8.12.2012

BRG/TNL/500: 10 The Garbage Tower

Jim introduced her to her guides.  Polite boys smiling at her as they lined their vests with magazines.  They didn't exit from a secret passage through the undercroft, just walked back out the front and down the road.  Stopped where the camp lights finally failed to reach, and there these boys had their cigarettes.
AN HOUR after this they were crouched single-file along a path of rubble that ascended into the second story of what was once a bank.  They got in under the cracked wall of the building, crossing under steel columns and exposed rebar like collapsed spinage, bones exposed from flesh rot.  And while half the building teetered above them like a poorly wedged oak tree, the boys nested in the cleft of what had been loan offices, pointed Maggie east to the backdrop that rose up over the grid.   Even where much of the city was destroyed, the imprint of buildings remained.  And there was the garbage dump, a mountain.  And there was the last standing tower.
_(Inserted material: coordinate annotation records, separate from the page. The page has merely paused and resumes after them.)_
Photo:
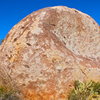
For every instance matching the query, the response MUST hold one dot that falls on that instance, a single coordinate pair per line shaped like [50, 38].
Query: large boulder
[48, 50]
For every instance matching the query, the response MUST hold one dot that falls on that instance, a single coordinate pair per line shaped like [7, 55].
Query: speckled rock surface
[48, 50]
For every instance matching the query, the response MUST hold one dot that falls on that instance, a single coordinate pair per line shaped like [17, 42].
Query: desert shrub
[7, 93]
[85, 91]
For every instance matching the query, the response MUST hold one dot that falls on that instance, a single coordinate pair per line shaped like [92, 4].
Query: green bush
[8, 93]
[85, 91]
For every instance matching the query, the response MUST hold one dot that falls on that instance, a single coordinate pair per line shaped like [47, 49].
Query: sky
[12, 11]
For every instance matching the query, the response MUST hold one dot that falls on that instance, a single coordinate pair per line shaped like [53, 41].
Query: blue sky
[12, 11]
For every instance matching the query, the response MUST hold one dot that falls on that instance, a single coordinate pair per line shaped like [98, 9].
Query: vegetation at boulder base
[8, 93]
[85, 91]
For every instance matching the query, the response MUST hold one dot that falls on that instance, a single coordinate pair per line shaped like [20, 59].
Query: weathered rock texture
[48, 50]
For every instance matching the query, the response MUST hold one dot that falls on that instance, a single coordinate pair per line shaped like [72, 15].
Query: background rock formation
[48, 50]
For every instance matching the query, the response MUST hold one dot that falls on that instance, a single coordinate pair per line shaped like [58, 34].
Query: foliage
[7, 93]
[85, 91]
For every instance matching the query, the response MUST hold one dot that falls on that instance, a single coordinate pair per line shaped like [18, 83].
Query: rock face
[48, 50]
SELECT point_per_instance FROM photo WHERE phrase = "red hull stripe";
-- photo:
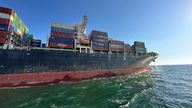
(44, 78)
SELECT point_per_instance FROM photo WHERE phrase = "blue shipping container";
(4, 27)
(61, 40)
(62, 30)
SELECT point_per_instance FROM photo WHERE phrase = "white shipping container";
(4, 16)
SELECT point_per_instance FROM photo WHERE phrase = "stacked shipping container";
(116, 46)
(35, 43)
(139, 48)
(10, 21)
(62, 36)
(99, 40)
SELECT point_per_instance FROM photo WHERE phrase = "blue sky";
(164, 25)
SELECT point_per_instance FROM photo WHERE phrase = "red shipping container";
(60, 45)
(84, 41)
(117, 49)
(2, 40)
(5, 10)
(99, 48)
(116, 42)
(61, 35)
(3, 34)
(4, 21)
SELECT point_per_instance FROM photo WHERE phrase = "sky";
(164, 25)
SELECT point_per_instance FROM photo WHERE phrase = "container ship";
(69, 54)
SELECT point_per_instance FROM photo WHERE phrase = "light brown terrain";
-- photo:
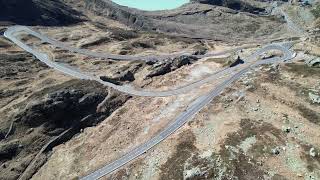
(264, 126)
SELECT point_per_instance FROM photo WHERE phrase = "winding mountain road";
(251, 62)
(14, 31)
(184, 117)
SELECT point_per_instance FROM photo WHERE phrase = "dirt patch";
(173, 168)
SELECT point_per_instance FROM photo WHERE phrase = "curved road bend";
(184, 117)
(15, 30)
(195, 107)
(12, 32)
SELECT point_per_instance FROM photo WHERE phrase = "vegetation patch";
(302, 69)
(309, 114)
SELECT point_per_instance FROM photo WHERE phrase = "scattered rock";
(164, 67)
(315, 98)
(313, 152)
(313, 63)
(286, 129)
(275, 151)
(8, 150)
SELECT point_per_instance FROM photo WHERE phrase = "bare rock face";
(59, 111)
(233, 4)
(217, 20)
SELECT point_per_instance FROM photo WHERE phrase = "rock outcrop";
(164, 67)
(204, 20)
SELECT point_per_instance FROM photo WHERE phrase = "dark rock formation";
(233, 4)
(50, 117)
(37, 12)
The pyre of garbage was taller than anything around it save that tower behind it, so that it looked to be sprouting, the one from the other.  It rolled out so wide in circumference that they had to have pushed it in over the surviving buildings that had once been there, as if an under-city might passage still beneath the mushroom cap.  Landfill, hidden in the old days, now the lone wonder of this world.  And truthfully it didn't smell bad, not from here, not to her: the boys were balaclava'd, pinching their noses, but to her the smell how it came over the miles to them smelled sweetly of mixed media, a cram of used-to-bes with little left to rot; it smelled like too many things at once to smell foul: aged pig dung in hay, pine needles, trapped river water, diesel burning off painted wood, and it was such a mix of strange smells she knew from places that should not occur here that it came to her as sensual, natural, and excited the night around her.
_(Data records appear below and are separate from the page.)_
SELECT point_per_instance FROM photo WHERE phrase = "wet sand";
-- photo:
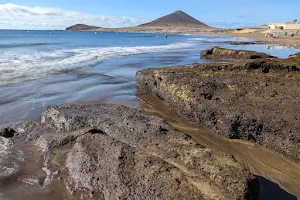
(262, 162)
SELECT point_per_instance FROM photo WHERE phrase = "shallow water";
(42, 68)
(274, 171)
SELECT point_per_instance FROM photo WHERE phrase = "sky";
(59, 14)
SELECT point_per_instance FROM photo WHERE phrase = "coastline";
(71, 136)
(258, 35)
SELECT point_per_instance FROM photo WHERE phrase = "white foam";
(21, 66)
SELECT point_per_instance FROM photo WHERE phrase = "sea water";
(43, 68)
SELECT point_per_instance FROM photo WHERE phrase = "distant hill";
(176, 19)
(81, 27)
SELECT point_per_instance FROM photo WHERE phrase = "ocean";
(43, 68)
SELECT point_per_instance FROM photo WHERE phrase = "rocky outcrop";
(222, 54)
(297, 55)
(81, 27)
(7, 132)
(253, 100)
(127, 154)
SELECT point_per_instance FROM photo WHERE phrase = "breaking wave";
(22, 66)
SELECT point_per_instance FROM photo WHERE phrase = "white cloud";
(22, 17)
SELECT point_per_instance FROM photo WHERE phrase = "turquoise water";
(42, 68)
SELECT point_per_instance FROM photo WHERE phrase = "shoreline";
(258, 35)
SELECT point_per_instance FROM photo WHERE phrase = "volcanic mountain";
(176, 19)
(81, 27)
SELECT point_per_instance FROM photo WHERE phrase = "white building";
(285, 25)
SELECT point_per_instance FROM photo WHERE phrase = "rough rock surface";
(253, 100)
(7, 132)
(9, 160)
(222, 54)
(127, 154)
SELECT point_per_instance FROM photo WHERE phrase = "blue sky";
(57, 14)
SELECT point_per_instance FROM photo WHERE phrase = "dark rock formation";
(81, 27)
(222, 54)
(176, 19)
(127, 154)
(252, 100)
(7, 132)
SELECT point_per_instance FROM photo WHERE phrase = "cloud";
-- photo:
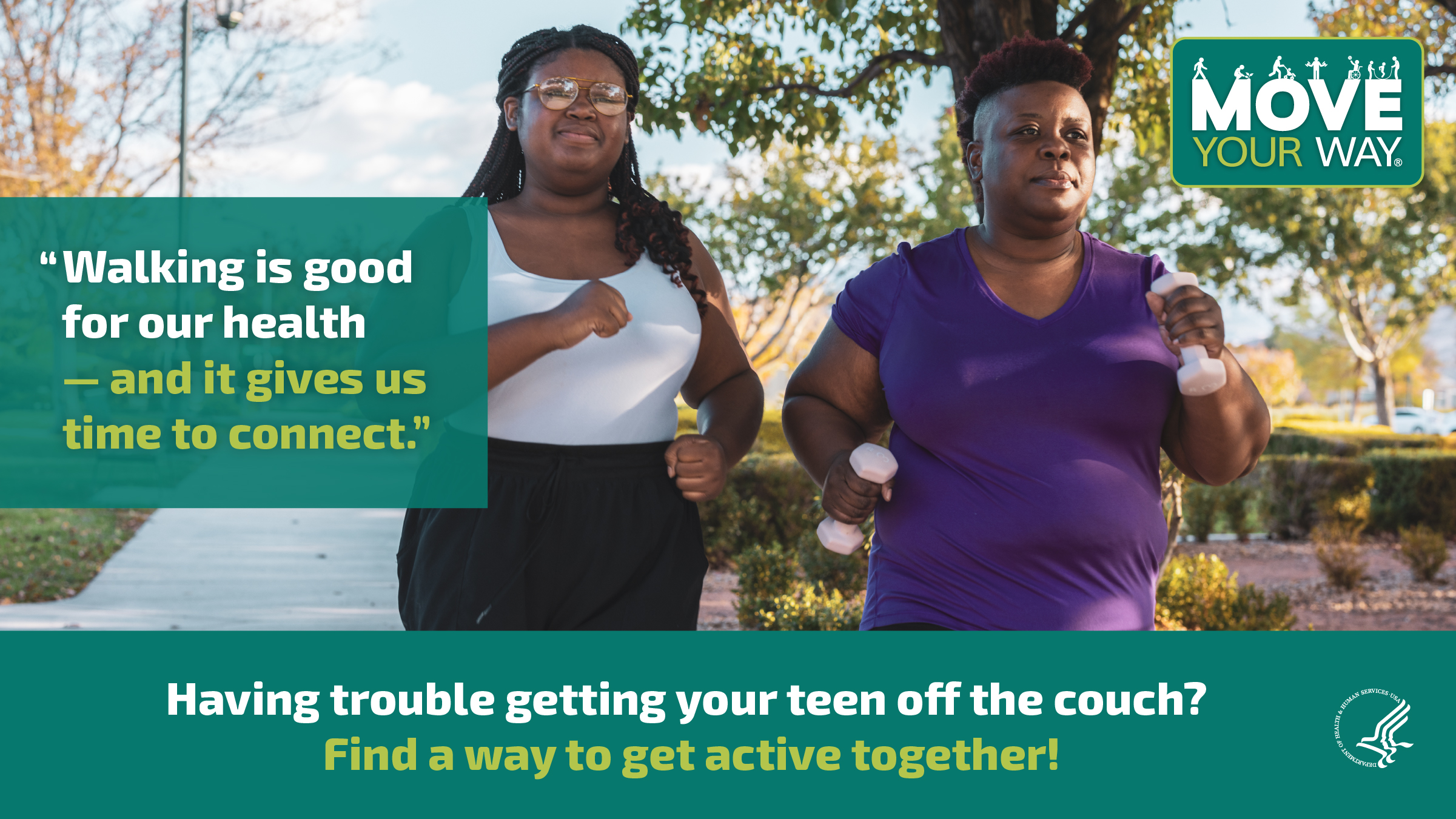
(367, 139)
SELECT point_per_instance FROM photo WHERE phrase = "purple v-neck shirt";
(1028, 489)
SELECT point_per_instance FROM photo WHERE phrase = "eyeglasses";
(560, 92)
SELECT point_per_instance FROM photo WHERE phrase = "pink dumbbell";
(1200, 374)
(874, 464)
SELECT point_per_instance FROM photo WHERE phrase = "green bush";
(1424, 550)
(1199, 594)
(1305, 490)
(768, 500)
(1240, 500)
(1200, 510)
(765, 575)
(1413, 488)
(803, 590)
(810, 607)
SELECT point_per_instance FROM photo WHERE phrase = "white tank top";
(618, 390)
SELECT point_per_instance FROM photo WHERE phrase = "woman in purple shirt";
(1030, 376)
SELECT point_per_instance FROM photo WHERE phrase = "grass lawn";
(53, 553)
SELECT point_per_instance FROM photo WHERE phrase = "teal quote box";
(1298, 112)
(230, 352)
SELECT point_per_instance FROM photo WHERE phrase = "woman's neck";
(540, 199)
(1008, 248)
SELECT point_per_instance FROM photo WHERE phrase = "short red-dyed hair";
(1018, 61)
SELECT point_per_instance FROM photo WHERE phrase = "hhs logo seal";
(1366, 725)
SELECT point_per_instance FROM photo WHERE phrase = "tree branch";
(1069, 34)
(877, 66)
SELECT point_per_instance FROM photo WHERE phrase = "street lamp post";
(227, 19)
(187, 52)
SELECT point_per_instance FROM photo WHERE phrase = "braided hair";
(1018, 61)
(647, 223)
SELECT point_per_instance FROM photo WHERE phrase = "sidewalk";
(277, 569)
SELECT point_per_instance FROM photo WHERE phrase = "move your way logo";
(1298, 112)
(1355, 716)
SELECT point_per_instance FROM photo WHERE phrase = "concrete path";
(239, 569)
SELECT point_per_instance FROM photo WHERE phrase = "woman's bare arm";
(1219, 437)
(833, 403)
(724, 390)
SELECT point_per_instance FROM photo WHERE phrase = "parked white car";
(1415, 421)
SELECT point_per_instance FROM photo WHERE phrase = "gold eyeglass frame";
(587, 85)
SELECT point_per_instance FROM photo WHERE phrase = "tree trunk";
(1384, 390)
(971, 30)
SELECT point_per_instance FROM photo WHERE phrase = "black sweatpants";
(574, 537)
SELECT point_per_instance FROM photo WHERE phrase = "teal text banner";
(727, 725)
(232, 352)
(1298, 112)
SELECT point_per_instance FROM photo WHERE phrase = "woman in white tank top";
(594, 307)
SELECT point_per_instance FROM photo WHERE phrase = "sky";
(421, 124)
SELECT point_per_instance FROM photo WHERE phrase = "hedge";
(1287, 441)
(1302, 492)
(1413, 488)
(769, 500)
Let's go, Maggie.  One of them said through his mask.
IT WAS MIDNIGHT, and the boys were her halo through the eastern pockets of the lower city, along the outer perimeter of the dump, along the cow pasture roads, the eldest vestures of the old city.  Stubborn huddled brick ghettos papered with light rummage down off the dump in the breezes.
They were creeps in the starlight.  None had spoke since the Savings and Loan.  Maggie looked around at them.  They all watched the road.  Now south of the tower, and here was revealed a trick unseen from uptown: the entire south side of the tower was lit in electricity base to roof; a new face: from Uptown the tower looked like a black splinter, a grade stake in the garbage, but from the south, a majestic scepter silvery and pinstriped with pirated juice.
Then a strange plinking sound strange to her and familiar and close.  Her ring tone!
The Little Beards all dropped to knees, and one grabbed her, and tugged her off the road.  Even as she reached in her coat for the phone, this kid took her to the ground on a clean fragment of sidewalk concrete.  He went into her coat, and fast had the phone shut off.  He held her there on her stomach.  She saw Little Beards fall back into the murk, melt into hiding spots up the road.  And they all waited.
How long they waited before the bug came out impossible to know.  She didn't know where he came from, it just happened that he was there, a blue torso walking up the center of the road toward them.  A light blue coat she could see.  Then the long hair wild and filthy.  Walking very slowly, dragging its left leg along like it had healed improperly from some injury.  And then the bug whistled, a clear walkabout whistle while you work, and once he whistled a Little Beard came jogging up behind him and cut his throat.  On the ground the bug hacked on blood.  It came out on his blue collar.  The Little Beard held him down with a knee on the sternum.  Then these methodical Beards were all out from their hide and dragging the bug away between buildings.  And the kid straddling her got off, and let her up.  The kid pulled down the balaclava from his mouth, and spit on the road.  And rubbed his nostrils.
Are you an idiot?  He said in an odd gentle whisper.  She was shaking, and he saw it.  Go on and smoke your dope.  He said.  Just a hit.
She did.
Soon enough the others came back.  They crouched to memorized positions triangulated around her.  And they waited.
When they moved again it was a man a minute, up out of the crouch and down the road slow, then the next, and so as caravanners they made of their old halo a half-mile crucifix, she a lone jewel at its intersection.